Architecture
Recommended deployment architecture
This section explores the recommended Boundary Enterprise architecture, which provides a highly available, scalable, and secure deployment suitable for production workloads.
The primary components that make up a Boundary Enterprise cluster are:
- Controller nodes
- Worker nodes
- Load balancer
- PostgreSQL database
- KMS (Key management service)
The following diagram shows the recommended architecture for deploying Boundary Enterprise within a single region.
Controllers
A minimum deployment consists of three controllers in three separate private subnets distributed across three availability zones to ensure high availability. Configure the controllers to run in a fault-tolerant setup, such as an auto-scaling group for a self-healing environment. Users authenticate with the controllers when using Boundary Enterprise. We recommend exposing the controller API and UI to your users through a layer 4 load balancer. See load balancing section for more information.
Database
Controllers are stateless, and manage all configuration through an external PostgreSQL database. We recommend configuring the PostgreSQL database for high availability. Please refer to the PostgreSQL high availability, load balancing, and replication documentation. If you use a managed service, refer to your provider's PostgreSQL high availability documentation.
Workers
A minimum deployment consists of at least three workers across different availability zones within each network boundary to ensure high availability. In environments which restrict inbound connections, deploy both ingress and egress workers to enable multi-hop session proxying, which only requires outbound connectivity. Please refer to the recommended architecture for more details.
Key management service
Boundary controllers use KMS keys to encrypt data at rest and in transit. Before the Boundary worker can proxy user sessions to targets, it must authenticate and register with the Boundary control plane. We recommend using a KMS-led authorization and authentication flow to auto-register the worker. This method requires the controller and worker to share a KMS key to authenticate the worker with the controller. We recommend using Vault's Transit secret engine for key management. If you use a managed service, refer to your provider's key management documentation for guidance.
Transport layer security
Client-to-controller TLS
We recommend configuring the TLS (with a public certificate, private key, and certificate authority bundle from a trusted certificate authority) on the Boundary controller nodes. Configure the load balancer to pass through TLS connections to controller nodes. Do not manage the TLS certificate on the load balancer. Terminating TLS connections at the controller nodes offers enhanced security by ensuring that a client request remains encrypted end-to-end.

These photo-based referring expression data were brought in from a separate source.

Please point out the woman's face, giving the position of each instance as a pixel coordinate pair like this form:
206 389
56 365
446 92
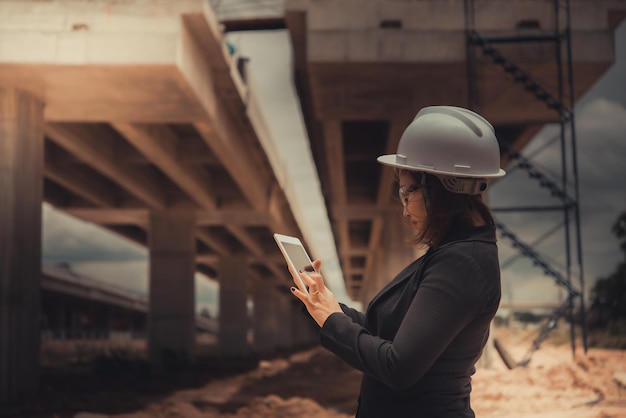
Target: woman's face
412 200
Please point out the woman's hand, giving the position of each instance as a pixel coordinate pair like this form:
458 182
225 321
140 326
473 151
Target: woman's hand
322 301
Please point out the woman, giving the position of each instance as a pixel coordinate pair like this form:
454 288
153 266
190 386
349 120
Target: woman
419 340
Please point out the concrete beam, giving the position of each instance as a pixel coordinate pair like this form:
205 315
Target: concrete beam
96 150
160 145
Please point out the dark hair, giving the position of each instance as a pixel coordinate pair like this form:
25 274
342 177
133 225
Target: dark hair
448 211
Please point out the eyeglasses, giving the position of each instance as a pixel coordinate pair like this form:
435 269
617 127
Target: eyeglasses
404 194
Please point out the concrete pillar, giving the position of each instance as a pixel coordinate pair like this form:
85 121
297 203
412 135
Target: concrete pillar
21 195
234 319
172 317
392 255
265 319
284 313
304 330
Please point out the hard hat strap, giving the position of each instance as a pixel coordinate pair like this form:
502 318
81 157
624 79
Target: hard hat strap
423 178
464 185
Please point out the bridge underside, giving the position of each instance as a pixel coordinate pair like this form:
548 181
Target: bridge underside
362 80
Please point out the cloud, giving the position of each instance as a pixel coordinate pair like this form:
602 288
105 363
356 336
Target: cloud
65 238
600 126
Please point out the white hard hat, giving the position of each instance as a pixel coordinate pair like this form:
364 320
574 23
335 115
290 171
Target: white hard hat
450 142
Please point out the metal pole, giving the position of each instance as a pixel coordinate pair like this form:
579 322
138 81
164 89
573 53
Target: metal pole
581 277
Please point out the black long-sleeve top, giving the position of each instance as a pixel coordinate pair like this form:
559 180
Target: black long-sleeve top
419 340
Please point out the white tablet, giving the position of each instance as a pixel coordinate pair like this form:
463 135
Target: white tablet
296 256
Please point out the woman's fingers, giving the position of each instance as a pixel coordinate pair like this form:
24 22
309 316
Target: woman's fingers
299 294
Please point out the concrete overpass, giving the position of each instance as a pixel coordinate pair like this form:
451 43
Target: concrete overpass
67 297
136 116
364 68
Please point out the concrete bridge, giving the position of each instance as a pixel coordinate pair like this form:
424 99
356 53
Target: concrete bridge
135 116
363 69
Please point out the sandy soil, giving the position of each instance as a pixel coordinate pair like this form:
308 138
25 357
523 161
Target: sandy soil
314 383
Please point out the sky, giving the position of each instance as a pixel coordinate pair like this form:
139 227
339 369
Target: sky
600 129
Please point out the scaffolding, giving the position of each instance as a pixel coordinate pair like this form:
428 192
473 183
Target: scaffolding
562 102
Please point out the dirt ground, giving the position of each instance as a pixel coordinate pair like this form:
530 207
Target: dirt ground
314 383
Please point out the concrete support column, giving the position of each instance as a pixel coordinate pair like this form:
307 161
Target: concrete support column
172 317
304 330
21 195
234 320
265 319
392 256
284 313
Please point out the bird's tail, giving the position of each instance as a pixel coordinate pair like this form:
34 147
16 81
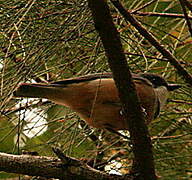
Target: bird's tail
34 90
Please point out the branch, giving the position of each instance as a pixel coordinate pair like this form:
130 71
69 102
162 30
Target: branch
169 15
127 15
51 167
139 134
182 2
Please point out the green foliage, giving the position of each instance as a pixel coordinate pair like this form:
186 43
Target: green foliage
53 40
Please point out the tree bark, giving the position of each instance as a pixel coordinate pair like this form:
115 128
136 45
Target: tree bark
142 147
51 167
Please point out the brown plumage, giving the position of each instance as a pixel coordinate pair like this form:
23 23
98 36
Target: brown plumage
95 98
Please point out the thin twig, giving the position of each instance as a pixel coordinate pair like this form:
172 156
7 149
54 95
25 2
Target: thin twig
186 16
127 15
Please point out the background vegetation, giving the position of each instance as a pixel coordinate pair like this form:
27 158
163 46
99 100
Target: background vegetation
51 40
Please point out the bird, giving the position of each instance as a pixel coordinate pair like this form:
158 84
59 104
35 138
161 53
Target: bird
95 99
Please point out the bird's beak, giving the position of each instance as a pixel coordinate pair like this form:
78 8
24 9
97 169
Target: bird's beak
172 87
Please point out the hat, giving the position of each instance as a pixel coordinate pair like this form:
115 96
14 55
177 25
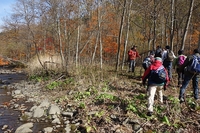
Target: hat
180 52
196 51
152 52
167 47
158 59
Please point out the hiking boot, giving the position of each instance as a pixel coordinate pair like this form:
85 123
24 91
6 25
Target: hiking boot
182 100
149 113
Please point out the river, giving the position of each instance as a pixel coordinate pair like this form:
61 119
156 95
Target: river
10 116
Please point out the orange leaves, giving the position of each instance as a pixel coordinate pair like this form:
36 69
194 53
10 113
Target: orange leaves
3 62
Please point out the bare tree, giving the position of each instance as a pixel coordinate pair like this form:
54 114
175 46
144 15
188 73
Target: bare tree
187 24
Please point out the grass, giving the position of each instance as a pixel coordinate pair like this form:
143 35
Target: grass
120 94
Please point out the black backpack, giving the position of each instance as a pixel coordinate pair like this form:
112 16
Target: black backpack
195 66
146 62
159 76
170 56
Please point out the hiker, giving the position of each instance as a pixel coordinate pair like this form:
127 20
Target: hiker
177 64
148 60
132 55
168 57
155 83
158 51
191 73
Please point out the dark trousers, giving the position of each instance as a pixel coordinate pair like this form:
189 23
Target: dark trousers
132 65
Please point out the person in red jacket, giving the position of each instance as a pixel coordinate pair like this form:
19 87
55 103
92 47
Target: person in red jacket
153 84
132 55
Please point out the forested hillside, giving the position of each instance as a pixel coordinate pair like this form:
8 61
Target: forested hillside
98 32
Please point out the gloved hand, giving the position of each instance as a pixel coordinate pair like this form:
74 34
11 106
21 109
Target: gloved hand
143 83
165 87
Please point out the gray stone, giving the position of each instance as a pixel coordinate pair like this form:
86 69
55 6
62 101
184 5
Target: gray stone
48 129
53 109
25 128
38 112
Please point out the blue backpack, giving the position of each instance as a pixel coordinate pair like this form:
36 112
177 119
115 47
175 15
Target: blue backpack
159 76
195 66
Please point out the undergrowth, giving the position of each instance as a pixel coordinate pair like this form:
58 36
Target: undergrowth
119 97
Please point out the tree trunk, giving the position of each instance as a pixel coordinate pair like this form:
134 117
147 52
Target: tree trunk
187 24
120 35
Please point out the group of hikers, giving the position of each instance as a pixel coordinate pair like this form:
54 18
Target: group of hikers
158 67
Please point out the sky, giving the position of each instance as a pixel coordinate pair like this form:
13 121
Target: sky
5 9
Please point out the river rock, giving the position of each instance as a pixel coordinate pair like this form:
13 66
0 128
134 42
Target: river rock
53 109
38 112
25 128
48 130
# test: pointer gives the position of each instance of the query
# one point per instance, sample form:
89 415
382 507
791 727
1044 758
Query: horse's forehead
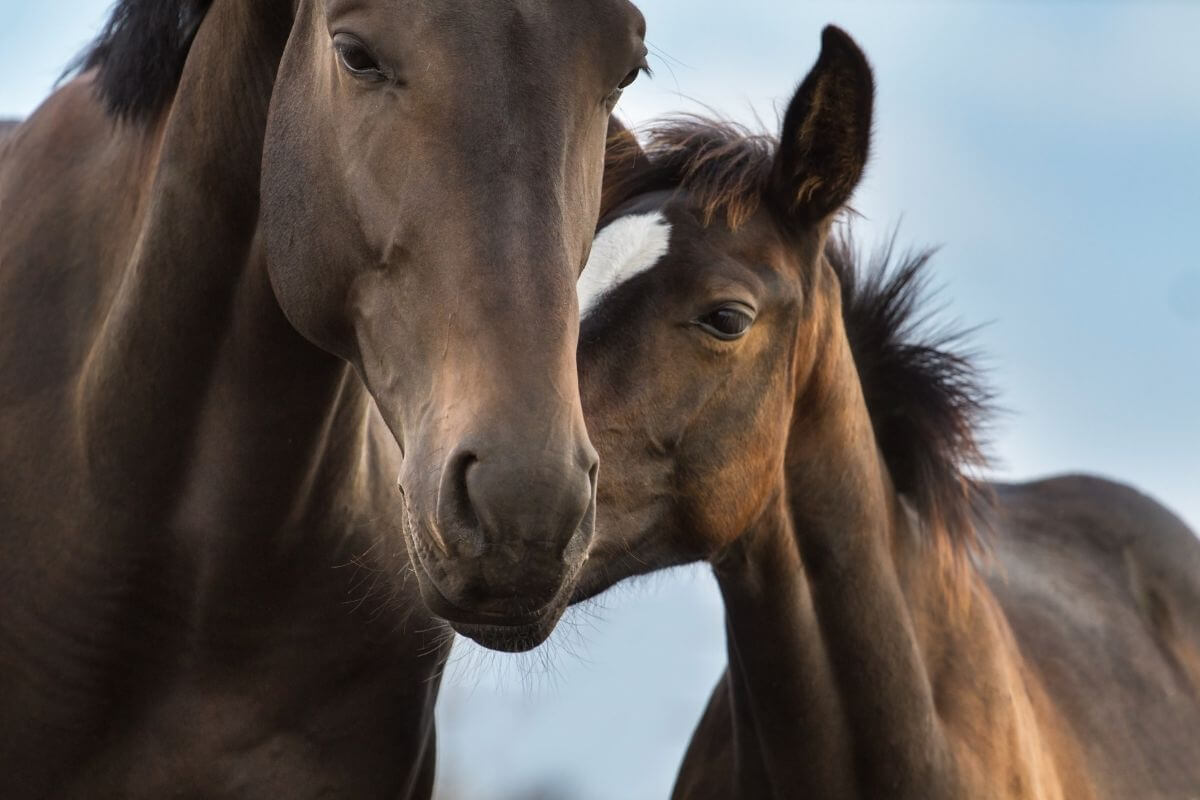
623 250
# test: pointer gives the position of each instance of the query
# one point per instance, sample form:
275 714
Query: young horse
762 407
247 252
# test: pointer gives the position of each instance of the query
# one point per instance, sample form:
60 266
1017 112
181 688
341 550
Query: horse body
211 583
1087 600
199 625
763 405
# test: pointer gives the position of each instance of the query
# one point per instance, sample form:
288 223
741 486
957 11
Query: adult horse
257 260
762 405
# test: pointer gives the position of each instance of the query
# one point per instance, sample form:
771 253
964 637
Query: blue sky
1051 149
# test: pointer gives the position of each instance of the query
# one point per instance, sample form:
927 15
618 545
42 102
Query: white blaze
622 251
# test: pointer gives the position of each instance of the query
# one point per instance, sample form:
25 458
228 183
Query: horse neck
186 287
827 677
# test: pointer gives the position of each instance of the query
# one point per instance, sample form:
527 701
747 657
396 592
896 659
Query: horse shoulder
1101 588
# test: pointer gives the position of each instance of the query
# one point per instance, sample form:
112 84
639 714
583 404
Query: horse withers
763 404
257 260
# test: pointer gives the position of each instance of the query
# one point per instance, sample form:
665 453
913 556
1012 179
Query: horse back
1101 587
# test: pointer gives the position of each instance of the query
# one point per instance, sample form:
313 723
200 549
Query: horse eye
357 58
726 323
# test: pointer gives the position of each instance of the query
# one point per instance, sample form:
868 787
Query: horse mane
927 396
139 54
724 166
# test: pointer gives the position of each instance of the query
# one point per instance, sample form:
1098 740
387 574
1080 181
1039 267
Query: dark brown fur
928 400
244 292
820 459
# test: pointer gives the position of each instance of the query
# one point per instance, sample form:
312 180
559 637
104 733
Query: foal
760 405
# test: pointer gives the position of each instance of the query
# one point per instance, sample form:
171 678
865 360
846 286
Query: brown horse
257 260
762 405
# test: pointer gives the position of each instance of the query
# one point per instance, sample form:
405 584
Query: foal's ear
624 160
827 132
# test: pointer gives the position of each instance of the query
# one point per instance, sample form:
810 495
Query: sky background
1051 149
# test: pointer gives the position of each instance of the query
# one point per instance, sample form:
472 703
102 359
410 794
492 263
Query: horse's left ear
827 132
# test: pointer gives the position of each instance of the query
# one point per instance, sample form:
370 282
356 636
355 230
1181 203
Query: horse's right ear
624 160
827 132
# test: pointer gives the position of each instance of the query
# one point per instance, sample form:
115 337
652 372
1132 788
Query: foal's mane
927 396
139 54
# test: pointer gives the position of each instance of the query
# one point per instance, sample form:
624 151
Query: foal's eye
357 58
727 323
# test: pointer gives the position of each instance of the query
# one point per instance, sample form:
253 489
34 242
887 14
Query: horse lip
455 614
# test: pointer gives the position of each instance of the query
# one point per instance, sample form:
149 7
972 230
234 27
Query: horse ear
624 160
827 132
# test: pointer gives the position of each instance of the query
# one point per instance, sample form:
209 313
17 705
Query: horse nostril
456 515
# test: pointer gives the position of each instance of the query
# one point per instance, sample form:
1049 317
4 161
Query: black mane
141 52
927 396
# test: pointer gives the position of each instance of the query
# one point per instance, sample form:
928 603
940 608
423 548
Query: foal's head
719 325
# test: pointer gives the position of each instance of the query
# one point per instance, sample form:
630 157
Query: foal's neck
827 669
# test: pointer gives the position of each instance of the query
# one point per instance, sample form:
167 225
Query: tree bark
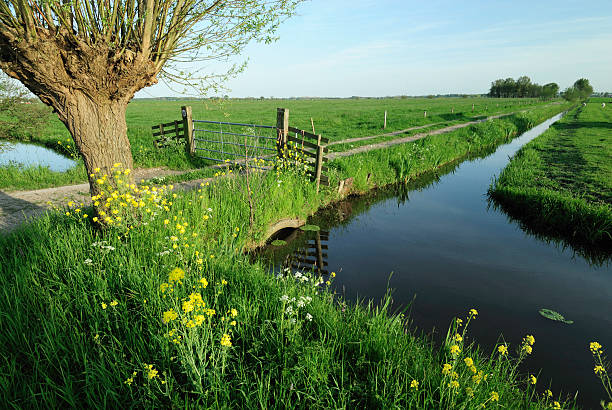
99 131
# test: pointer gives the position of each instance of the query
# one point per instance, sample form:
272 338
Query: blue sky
340 48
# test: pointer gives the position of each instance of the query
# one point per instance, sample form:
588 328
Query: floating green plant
552 315
310 228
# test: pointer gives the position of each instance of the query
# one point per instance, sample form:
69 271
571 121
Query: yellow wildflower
187 306
226 341
595 347
169 316
176 275
152 373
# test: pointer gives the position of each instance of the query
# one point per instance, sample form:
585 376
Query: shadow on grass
595 252
577 125
14 212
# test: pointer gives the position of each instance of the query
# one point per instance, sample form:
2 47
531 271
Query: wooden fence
308 145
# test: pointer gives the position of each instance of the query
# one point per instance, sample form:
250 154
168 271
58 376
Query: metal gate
250 144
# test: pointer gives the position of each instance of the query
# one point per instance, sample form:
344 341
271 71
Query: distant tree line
579 91
521 88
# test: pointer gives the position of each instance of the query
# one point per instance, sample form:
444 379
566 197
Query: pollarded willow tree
87 58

This reduces the attack surface for potential eavesdropping or data tampering.
Client-to-worker TLS
Workers do not require any configuration for their client-facing listeners. Instead, they create the TLS configuration dynamically using Server Name Indication during session authorization, and the session is then mutually authenticated.
Worker-to-upstream TLS
Workers establish TLS connections to upstream services (controllers or other workers) dynamically during registration. For more information, refer to this document.
Load balancing
Only the controller api listener requires a load balancer. The following table summarizes load balancing requirements by listener:
| Component | Listener | Load balancer required |
|---|---|---|
| Controller | api (TCP 9200) | Yes |
| Controller | cluster (TCP 9201) | No |
| Worker | proxy | No |
| Worker | cluster | No |
The api listener load balancer exposes the Boundary API and administrative console, and is the only load balancer in the recommended architecture. Use a layer 4 or 7 load balancer that polls the /health API endpoint to detect the node's status and direct traffic accordingly.
Do not place workers behind a shared load balancer. The Boundary control plane manages session distribution across available workers when clients initiate sessions to a target. Workers must be individually addressable. Refer to the worker-to-worker (multi-hop sessions) section for guidance on multi-hop deployments.